95 to 100: Top shelf stuff. Loved this tea and highly recommend it

90 to 94: Excellent. Enjoyed this tea and would likely repurchase

80 to 89: Good but not great. I liked it though it may be lacking in some aspects. I’ll finish it but probably won’t buy again

70 to 79: Average at best. Not terrible but wouldn’t willingly drink again

60 to 69: Sub-par. Low quality tea, barely palatable

59 and below: Bleh

Fell into tea years ago, and for a long time my experience was limited to Japanese greens and a few flavored teas. My tea epiphany came a few years ago when I discovered jade oolongs. That was the gateway drug to the world of fine tea and teaware.

With the exception of a handful of lightly scented teas, I drink mostly straight tea. I love fresh green and floral flavors and as such, green tea and Taiwanese oolongs will always have a place in my cupboard.

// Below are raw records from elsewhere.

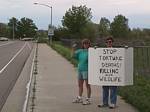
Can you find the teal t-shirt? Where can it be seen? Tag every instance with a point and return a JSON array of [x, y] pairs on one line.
[[82, 57]]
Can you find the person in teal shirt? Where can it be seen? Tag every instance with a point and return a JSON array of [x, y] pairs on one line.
[[81, 55]]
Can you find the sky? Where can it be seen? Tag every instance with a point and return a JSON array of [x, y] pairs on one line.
[[137, 11]]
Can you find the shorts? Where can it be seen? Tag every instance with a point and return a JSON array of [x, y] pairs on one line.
[[82, 75]]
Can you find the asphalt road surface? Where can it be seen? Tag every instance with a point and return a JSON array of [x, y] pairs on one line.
[[13, 55]]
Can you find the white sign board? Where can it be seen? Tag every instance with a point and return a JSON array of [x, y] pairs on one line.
[[110, 66]]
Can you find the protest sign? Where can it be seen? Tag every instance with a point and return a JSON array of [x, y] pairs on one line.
[[110, 66]]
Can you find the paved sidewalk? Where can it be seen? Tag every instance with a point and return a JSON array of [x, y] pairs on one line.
[[57, 86]]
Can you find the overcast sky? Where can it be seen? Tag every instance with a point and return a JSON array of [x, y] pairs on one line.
[[137, 11]]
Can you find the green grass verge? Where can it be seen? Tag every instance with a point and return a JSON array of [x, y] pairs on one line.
[[64, 51], [138, 95]]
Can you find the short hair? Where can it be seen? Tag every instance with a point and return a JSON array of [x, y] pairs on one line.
[[110, 38], [86, 41]]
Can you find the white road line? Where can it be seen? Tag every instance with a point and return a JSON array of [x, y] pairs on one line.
[[29, 84], [6, 43], [12, 59]]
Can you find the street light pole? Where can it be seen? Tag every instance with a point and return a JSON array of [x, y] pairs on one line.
[[50, 36]]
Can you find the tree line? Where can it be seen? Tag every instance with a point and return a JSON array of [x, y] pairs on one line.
[[20, 29], [76, 23]]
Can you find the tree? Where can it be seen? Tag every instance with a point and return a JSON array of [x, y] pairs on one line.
[[119, 27], [26, 28], [76, 18], [13, 26], [104, 27], [89, 31]]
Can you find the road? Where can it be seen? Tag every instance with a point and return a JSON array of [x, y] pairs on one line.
[[13, 55]]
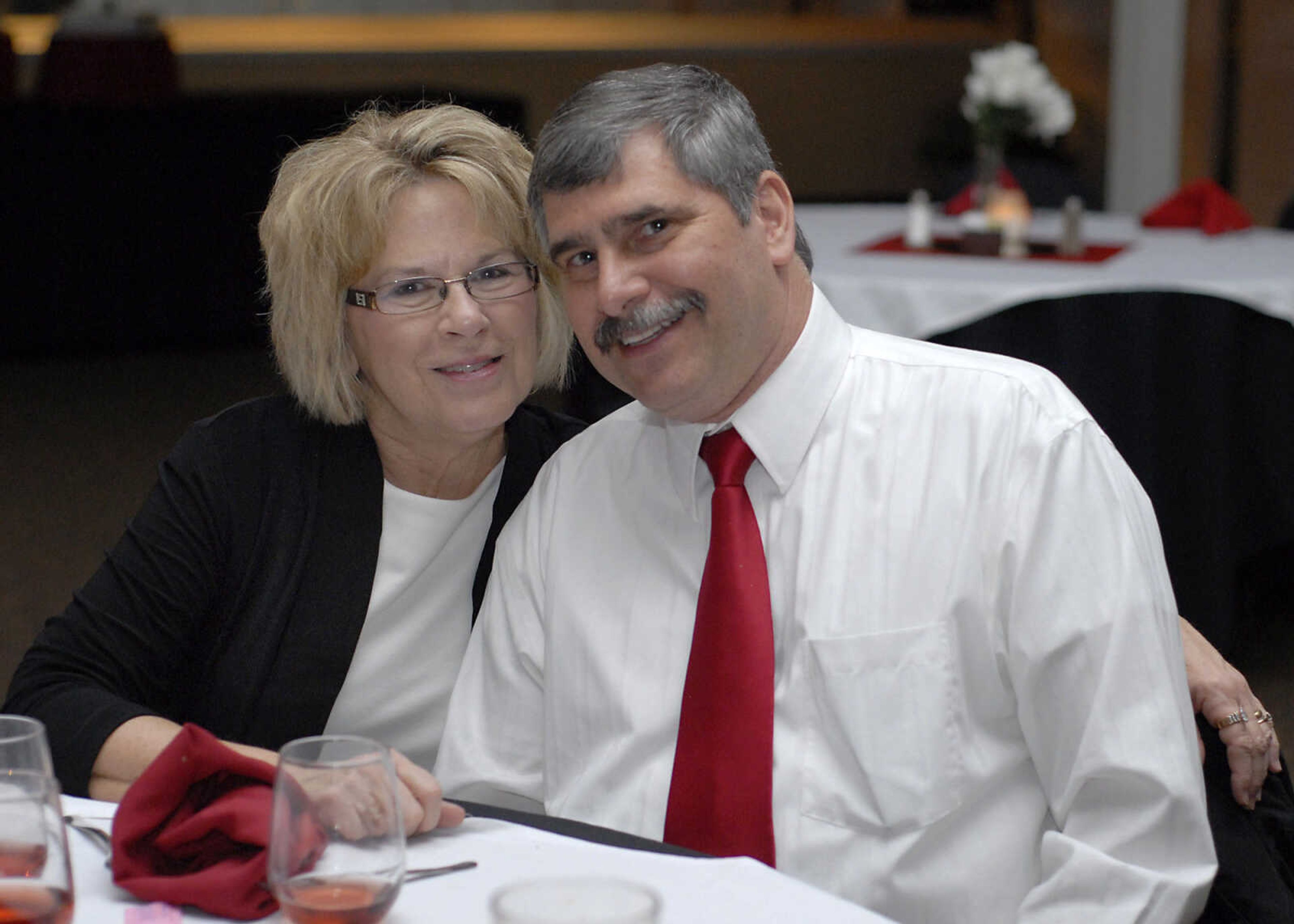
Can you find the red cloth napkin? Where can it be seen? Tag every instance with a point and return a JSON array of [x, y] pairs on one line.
[[964, 200], [194, 829], [1201, 204]]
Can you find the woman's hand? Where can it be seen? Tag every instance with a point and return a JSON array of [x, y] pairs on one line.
[[421, 800], [1220, 692]]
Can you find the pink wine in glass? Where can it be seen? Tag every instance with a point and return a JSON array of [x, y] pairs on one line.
[[341, 900], [34, 904]]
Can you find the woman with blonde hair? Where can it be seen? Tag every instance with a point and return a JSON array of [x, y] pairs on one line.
[[314, 564]]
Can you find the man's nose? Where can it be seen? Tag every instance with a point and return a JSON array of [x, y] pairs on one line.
[[622, 284]]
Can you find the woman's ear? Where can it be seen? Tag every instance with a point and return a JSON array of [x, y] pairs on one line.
[[777, 215]]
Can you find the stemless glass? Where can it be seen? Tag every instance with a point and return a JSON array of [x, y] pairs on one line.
[[24, 746], [336, 798], [575, 900], [35, 874]]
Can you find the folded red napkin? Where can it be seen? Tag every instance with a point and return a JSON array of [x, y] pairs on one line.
[[1201, 204], [964, 201], [194, 827]]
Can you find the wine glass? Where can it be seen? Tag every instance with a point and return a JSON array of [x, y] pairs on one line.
[[35, 874], [337, 846], [24, 746]]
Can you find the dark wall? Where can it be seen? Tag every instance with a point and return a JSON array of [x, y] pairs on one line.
[[136, 228]]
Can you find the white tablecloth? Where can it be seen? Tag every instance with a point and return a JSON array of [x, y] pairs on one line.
[[713, 891], [922, 295]]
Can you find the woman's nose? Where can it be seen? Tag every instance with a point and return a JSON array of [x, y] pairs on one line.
[[461, 314]]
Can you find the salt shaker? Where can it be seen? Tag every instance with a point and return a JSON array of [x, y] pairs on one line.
[[918, 235], [1072, 228]]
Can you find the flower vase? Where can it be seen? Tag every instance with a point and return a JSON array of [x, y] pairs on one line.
[[989, 157]]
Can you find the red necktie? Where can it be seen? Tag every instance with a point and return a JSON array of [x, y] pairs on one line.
[[721, 793]]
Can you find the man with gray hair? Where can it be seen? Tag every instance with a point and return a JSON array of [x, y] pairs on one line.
[[887, 615]]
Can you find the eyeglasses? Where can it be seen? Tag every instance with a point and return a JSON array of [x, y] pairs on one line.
[[488, 284]]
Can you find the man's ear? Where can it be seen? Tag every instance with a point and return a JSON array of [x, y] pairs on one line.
[[776, 212]]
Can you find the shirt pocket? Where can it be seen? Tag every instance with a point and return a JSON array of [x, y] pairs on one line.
[[884, 747]]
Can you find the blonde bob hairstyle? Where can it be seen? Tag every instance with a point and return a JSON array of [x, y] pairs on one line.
[[325, 224]]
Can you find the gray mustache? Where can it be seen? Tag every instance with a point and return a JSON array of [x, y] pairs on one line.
[[645, 318]]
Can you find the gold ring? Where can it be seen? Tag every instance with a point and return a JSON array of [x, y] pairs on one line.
[[1234, 719]]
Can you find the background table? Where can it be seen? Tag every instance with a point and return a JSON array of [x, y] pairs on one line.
[[921, 295], [1182, 347]]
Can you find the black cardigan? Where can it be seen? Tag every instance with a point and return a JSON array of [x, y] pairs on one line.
[[237, 595]]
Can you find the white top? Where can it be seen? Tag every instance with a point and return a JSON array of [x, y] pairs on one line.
[[981, 706], [420, 616], [922, 295]]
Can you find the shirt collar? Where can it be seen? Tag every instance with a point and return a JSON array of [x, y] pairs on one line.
[[779, 421]]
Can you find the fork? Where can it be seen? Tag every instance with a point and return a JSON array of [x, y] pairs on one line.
[[97, 835]]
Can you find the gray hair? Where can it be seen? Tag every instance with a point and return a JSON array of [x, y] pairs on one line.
[[706, 122]]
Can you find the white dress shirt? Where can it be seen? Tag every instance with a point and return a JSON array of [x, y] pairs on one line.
[[981, 708]]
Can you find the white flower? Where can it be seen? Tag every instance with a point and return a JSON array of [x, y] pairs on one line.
[[1012, 78]]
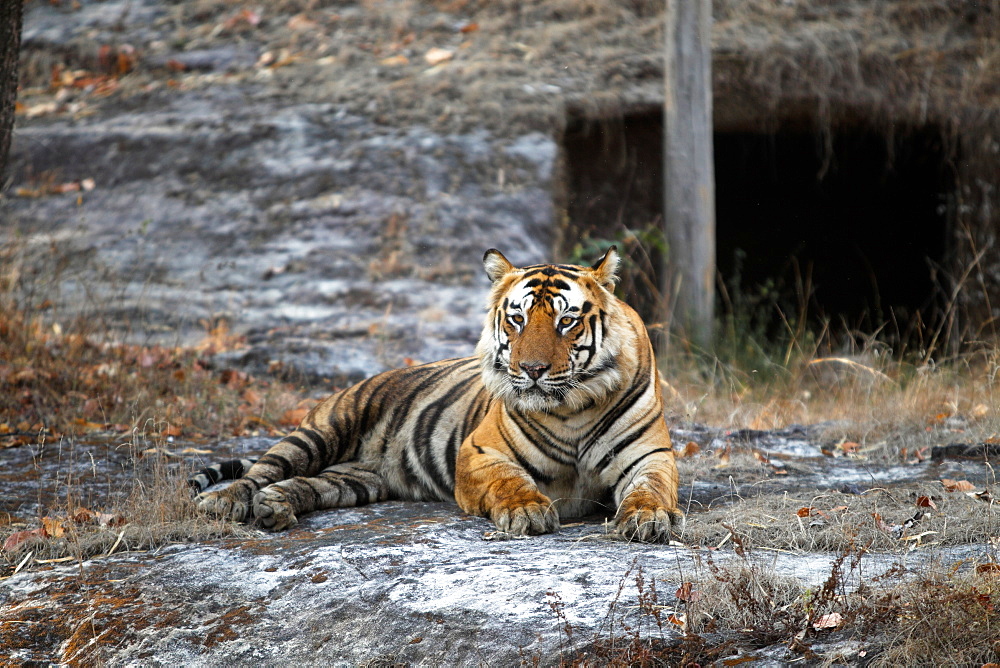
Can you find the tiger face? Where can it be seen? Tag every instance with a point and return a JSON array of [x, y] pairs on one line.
[[549, 338]]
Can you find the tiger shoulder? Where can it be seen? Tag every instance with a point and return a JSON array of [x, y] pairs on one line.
[[558, 414]]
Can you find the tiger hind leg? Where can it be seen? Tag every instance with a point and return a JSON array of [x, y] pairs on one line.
[[278, 506]]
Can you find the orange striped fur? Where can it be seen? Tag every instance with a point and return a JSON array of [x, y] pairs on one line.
[[559, 414]]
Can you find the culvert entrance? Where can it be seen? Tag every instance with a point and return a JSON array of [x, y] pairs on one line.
[[855, 218]]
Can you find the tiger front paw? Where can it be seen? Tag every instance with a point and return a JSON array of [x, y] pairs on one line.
[[528, 515], [232, 503], [273, 510], [648, 521]]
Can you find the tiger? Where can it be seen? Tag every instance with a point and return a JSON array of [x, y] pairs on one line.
[[558, 414]]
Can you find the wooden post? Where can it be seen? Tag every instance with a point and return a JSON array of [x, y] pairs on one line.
[[689, 178], [10, 43]]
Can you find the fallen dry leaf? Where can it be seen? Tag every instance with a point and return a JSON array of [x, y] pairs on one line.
[[53, 527], [19, 537], [991, 568], [293, 417], [436, 56], [828, 621], [957, 485], [690, 449], [687, 593]]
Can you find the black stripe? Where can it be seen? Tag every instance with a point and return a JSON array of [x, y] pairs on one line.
[[540, 437], [361, 495], [622, 406], [277, 460], [322, 447], [638, 459], [317, 495], [525, 464], [628, 440], [304, 447]]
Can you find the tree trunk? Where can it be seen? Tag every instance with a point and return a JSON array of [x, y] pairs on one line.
[[11, 14], [689, 179]]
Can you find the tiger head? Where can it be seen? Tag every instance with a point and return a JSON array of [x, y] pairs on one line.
[[553, 333]]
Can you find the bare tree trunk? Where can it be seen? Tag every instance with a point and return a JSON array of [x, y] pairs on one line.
[[689, 178], [11, 14]]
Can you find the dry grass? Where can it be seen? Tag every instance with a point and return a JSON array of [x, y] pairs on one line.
[[744, 611]]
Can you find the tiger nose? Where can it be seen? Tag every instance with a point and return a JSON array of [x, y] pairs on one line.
[[534, 371]]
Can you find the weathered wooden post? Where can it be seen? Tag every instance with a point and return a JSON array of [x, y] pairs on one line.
[[10, 42], [689, 179]]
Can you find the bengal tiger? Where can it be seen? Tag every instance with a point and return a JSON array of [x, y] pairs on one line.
[[559, 414]]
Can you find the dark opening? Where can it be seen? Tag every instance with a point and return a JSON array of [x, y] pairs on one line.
[[861, 219], [856, 217]]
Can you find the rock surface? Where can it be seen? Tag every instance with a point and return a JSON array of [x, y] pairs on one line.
[[338, 225]]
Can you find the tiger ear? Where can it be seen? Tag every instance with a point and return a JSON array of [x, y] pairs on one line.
[[606, 269], [497, 266]]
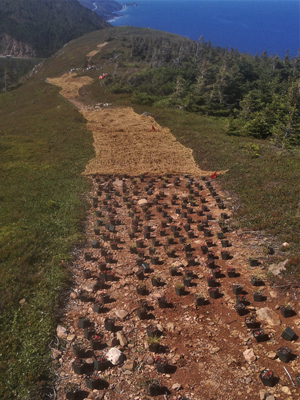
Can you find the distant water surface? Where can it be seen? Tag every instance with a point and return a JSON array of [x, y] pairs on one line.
[[248, 26]]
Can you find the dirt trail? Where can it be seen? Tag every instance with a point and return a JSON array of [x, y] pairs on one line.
[[204, 345], [125, 142]]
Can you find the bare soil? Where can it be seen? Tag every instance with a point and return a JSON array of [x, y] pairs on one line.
[[204, 345]]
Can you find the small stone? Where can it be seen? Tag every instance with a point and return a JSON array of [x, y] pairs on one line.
[[142, 202], [272, 355], [149, 360], [90, 286], [129, 365], [122, 339], [249, 355], [273, 294], [286, 390], [115, 356], [121, 314], [170, 327], [56, 354], [61, 332], [262, 394], [268, 316], [113, 342], [176, 386], [275, 269]]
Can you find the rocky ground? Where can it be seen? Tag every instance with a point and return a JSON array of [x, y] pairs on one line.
[[211, 354]]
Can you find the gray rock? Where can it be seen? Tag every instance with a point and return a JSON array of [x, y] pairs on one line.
[[61, 332], [121, 314], [262, 394], [142, 202], [90, 286], [268, 316], [115, 356], [249, 355], [122, 339], [275, 269], [176, 386]]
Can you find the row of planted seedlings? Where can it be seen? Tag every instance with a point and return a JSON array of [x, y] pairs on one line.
[[109, 206], [284, 353], [172, 237], [106, 203]]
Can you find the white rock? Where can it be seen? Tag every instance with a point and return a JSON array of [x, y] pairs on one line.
[[277, 268], [61, 332], [122, 339], [271, 397], [115, 356], [176, 386], [286, 390], [249, 355], [122, 314], [262, 394], [142, 202], [272, 355], [268, 316]]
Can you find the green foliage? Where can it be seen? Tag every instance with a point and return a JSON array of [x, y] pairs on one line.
[[44, 149], [264, 189], [251, 150], [12, 69], [260, 95]]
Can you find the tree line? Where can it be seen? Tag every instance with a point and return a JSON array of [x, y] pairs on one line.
[[260, 95]]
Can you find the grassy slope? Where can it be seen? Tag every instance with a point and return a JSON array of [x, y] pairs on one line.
[[265, 189], [44, 148]]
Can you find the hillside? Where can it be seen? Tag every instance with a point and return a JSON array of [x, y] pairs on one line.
[[46, 146], [39, 28]]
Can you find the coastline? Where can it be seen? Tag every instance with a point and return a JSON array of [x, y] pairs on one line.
[[117, 16]]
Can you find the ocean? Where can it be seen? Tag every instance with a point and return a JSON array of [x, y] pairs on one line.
[[247, 26]]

After avoiding black tea forever, Chinese blacks are beginning to grow on me. I’ve dipped my toe into a few puerhs now but it’s still relatively new territory for me. I also enjoy white tea and tisanes but reach for them less frequently.

Other non-tea interests include: cooking, reading, nature, MMA, traveling when I can, and of course putzing around on the interwebs.